The article also suggested a theory describing the sickling process, which came purely from Pauling. He stated many times
that his work in immunology incited his immediate understanding of the sickling process when Castle mentioned it. Indeed,
Pauling proposed a similar mechanism for the sickling process as he had presented in 1940 to explain his theory about the
formation of antibodies. Specifically, Pauling assumed that the globins differed from one another near where the iron attached,
and that the sickling happened because a region in the globin of sickle cell anemia hemoglobin had a different surface area
than normal hemoglobin. In the absence of oxygen, the two complementary regions of sickle cell hemoglobin molecules bind together
forming long chains and therefore hinder blood flow in the body. In comparison, the presence of oxygen obstructs the two complementary
regions from binding and the various red blood cells do not aggregate.
Moreover, their experiments proved Pauling's theory that the abnormal structure of sickle cell hemoglobin causes the disease,
sickle cell anemia.

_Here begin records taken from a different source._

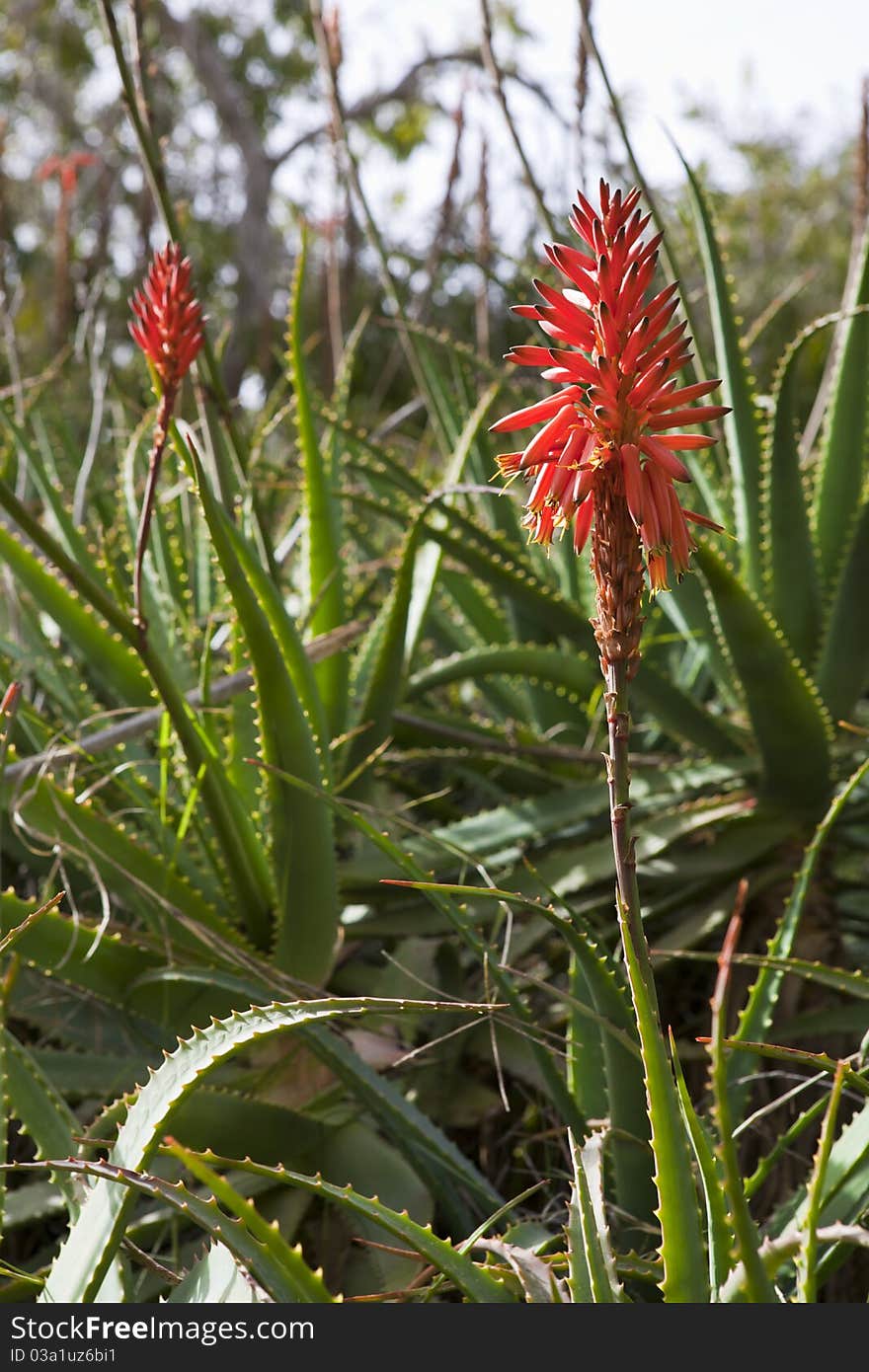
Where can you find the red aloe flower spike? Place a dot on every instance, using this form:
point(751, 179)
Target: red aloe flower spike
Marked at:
point(168, 328)
point(168, 319)
point(621, 352)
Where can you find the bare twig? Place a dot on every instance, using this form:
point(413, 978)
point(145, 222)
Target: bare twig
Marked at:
point(497, 81)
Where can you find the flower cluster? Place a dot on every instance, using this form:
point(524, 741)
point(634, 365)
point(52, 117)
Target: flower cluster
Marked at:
point(168, 324)
point(616, 357)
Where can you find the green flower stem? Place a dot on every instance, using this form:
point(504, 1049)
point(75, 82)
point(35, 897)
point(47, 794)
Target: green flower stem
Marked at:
point(148, 147)
point(155, 458)
point(685, 1276)
point(618, 781)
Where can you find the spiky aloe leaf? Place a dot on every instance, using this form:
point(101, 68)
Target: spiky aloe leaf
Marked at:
point(718, 1232)
point(632, 1158)
point(808, 1257)
point(841, 468)
point(99, 1227)
point(278, 1268)
point(672, 708)
point(379, 665)
point(106, 654)
point(430, 555)
point(681, 1239)
point(215, 1279)
point(105, 966)
point(323, 560)
point(783, 704)
point(302, 841)
point(742, 429)
point(792, 586)
point(760, 1005)
point(592, 1276)
point(474, 1283)
point(78, 827)
point(485, 953)
point(843, 664)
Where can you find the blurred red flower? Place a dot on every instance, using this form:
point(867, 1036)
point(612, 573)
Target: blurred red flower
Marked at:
point(168, 317)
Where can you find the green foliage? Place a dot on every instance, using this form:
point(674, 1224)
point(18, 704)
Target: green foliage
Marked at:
point(356, 763)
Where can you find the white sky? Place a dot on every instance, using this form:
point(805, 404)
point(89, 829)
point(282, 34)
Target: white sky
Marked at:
point(788, 65)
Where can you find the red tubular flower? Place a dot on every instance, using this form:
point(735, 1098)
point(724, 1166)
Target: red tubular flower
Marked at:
point(605, 439)
point(168, 324)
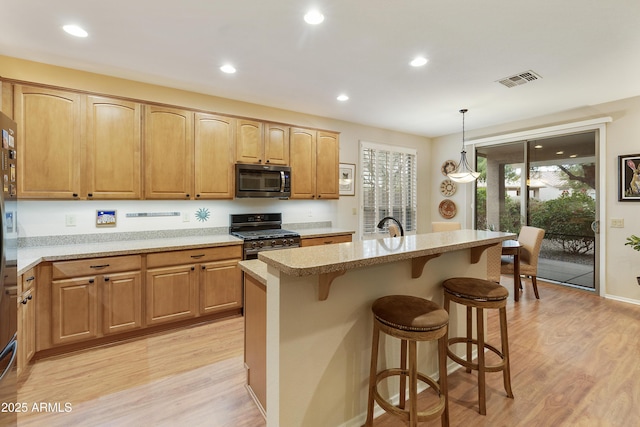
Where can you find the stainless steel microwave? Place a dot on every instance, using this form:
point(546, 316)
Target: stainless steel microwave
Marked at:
point(263, 181)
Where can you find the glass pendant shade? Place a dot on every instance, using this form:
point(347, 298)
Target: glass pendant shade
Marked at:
point(463, 173)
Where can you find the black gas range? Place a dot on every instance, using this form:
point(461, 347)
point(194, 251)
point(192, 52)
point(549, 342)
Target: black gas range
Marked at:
point(262, 232)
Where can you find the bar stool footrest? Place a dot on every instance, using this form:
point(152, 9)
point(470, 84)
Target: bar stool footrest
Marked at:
point(470, 365)
point(433, 412)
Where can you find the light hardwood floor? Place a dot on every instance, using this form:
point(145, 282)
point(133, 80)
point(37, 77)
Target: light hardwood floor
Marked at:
point(575, 362)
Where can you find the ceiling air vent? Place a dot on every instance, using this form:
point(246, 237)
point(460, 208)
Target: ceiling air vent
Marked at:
point(519, 79)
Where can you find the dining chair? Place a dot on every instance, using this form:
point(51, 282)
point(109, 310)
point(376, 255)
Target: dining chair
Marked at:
point(445, 226)
point(531, 240)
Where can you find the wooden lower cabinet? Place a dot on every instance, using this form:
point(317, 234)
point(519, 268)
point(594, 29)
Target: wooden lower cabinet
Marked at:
point(219, 286)
point(171, 294)
point(95, 299)
point(74, 310)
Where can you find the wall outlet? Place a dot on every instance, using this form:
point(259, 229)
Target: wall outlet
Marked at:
point(617, 222)
point(70, 220)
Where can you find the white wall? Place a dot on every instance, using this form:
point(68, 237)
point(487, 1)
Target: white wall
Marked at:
point(622, 264)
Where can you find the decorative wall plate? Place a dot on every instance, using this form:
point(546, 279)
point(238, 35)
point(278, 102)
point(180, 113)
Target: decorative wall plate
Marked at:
point(448, 166)
point(447, 209)
point(448, 188)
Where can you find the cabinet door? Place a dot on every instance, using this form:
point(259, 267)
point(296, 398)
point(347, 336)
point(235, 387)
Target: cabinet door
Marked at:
point(49, 132)
point(168, 153)
point(113, 149)
point(303, 163)
point(121, 302)
point(214, 156)
point(276, 144)
point(327, 165)
point(249, 142)
point(171, 294)
point(74, 310)
point(220, 286)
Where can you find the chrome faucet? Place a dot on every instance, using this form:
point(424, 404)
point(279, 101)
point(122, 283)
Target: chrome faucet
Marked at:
point(383, 220)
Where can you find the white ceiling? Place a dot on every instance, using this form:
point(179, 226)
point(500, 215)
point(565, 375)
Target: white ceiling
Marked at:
point(587, 52)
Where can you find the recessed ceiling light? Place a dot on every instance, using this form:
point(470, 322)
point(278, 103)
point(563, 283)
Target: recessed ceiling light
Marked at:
point(418, 61)
point(228, 68)
point(313, 17)
point(74, 30)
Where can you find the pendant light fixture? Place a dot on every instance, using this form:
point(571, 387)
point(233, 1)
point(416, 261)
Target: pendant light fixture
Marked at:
point(463, 173)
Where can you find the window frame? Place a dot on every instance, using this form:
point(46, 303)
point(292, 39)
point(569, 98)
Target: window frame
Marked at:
point(408, 181)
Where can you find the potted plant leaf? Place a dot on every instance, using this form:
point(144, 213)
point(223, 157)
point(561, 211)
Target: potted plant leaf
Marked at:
point(634, 242)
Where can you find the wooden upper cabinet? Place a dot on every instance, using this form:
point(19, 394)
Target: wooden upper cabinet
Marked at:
point(303, 164)
point(168, 153)
point(49, 132)
point(249, 141)
point(276, 144)
point(214, 156)
point(327, 165)
point(262, 143)
point(314, 157)
point(113, 149)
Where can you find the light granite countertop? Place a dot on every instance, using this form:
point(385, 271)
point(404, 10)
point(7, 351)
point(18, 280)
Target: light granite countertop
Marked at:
point(343, 256)
point(30, 256)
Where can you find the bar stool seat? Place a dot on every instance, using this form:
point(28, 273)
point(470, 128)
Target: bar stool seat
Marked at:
point(410, 319)
point(480, 294)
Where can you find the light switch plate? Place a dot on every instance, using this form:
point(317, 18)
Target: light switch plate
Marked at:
point(70, 220)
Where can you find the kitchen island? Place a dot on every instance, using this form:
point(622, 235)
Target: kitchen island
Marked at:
point(318, 321)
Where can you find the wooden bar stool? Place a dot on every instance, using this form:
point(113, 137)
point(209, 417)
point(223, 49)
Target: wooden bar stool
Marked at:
point(411, 319)
point(480, 294)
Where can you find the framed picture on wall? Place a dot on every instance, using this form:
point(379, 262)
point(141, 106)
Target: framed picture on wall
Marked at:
point(346, 179)
point(629, 178)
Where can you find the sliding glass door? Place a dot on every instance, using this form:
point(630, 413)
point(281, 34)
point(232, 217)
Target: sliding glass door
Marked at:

Their term "molecular disease" brought attention to the structural change at the molecular level. By linking
a structural abnormality of a substance inside the human body to a disease, Pauling and his colleagues demonstrated that genes
determine the structure of proteins, and that abnormal protein structure can cause a disease.
Click images to enlarge
Pastel drawing of Hemoglobin at 100 angstroms, 1964.
Pastel drawing of Hemoglobin at 20 angstroms, 1964.

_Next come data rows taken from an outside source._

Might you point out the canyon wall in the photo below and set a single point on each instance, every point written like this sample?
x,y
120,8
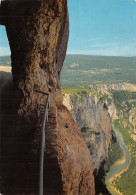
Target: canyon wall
x,y
38,33
104,88
94,122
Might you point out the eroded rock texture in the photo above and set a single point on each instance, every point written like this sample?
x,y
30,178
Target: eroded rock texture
x,y
38,35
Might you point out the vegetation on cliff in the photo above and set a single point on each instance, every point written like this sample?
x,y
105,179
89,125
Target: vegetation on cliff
x,y
115,153
126,183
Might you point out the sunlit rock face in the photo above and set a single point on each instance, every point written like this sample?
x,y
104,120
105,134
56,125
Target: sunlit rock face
x,y
95,124
38,34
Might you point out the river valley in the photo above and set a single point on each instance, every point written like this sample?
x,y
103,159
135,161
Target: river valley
x,y
119,166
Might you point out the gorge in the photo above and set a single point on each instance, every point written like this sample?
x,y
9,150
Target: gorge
x,y
80,141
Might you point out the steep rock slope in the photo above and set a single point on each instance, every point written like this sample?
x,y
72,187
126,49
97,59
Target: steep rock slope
x,y
38,35
95,124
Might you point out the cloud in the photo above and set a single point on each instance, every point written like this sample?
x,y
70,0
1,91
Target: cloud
x,y
104,45
5,51
94,39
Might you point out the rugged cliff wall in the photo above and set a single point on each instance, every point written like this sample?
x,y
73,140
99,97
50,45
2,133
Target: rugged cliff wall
x,y
95,124
104,88
38,35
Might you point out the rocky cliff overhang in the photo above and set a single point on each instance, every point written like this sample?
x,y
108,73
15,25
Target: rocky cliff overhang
x,y
38,34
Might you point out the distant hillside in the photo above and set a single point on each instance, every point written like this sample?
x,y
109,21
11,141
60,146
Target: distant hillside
x,y
79,71
5,61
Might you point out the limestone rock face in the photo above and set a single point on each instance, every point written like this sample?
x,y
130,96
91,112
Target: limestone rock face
x,y
104,88
38,42
38,35
95,123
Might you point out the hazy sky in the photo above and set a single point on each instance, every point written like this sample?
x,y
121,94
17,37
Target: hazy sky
x,y
97,27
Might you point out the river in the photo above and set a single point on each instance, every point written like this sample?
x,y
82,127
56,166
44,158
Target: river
x,y
118,166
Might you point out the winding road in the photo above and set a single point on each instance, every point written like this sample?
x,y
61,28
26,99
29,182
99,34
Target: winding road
x,y
118,167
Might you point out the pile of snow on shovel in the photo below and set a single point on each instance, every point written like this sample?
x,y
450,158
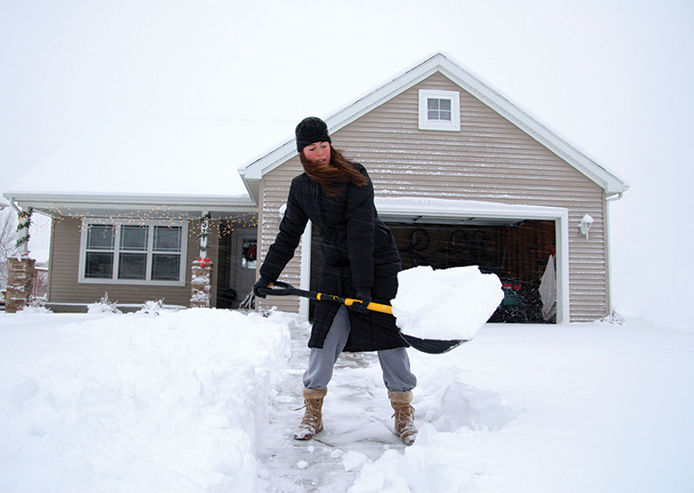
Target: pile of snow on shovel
x,y
445,304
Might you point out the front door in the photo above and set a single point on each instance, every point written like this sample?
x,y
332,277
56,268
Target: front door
x,y
244,261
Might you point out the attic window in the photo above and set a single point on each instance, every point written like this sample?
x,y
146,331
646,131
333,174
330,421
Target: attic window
x,y
439,110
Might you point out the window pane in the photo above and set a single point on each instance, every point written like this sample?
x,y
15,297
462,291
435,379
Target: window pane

"It appears, therefore, that while some of the details of this picture of the sickling process are as yet conjectural, the
proposed mechanism is consistent with experimental observations at hand and offers a chemical and physical basis for many
of them. Furthermore, if it is correct, it supplies a direct link between the existence of “defective” hemoglobin molecules
and the pathological consequences of sickle cell disease."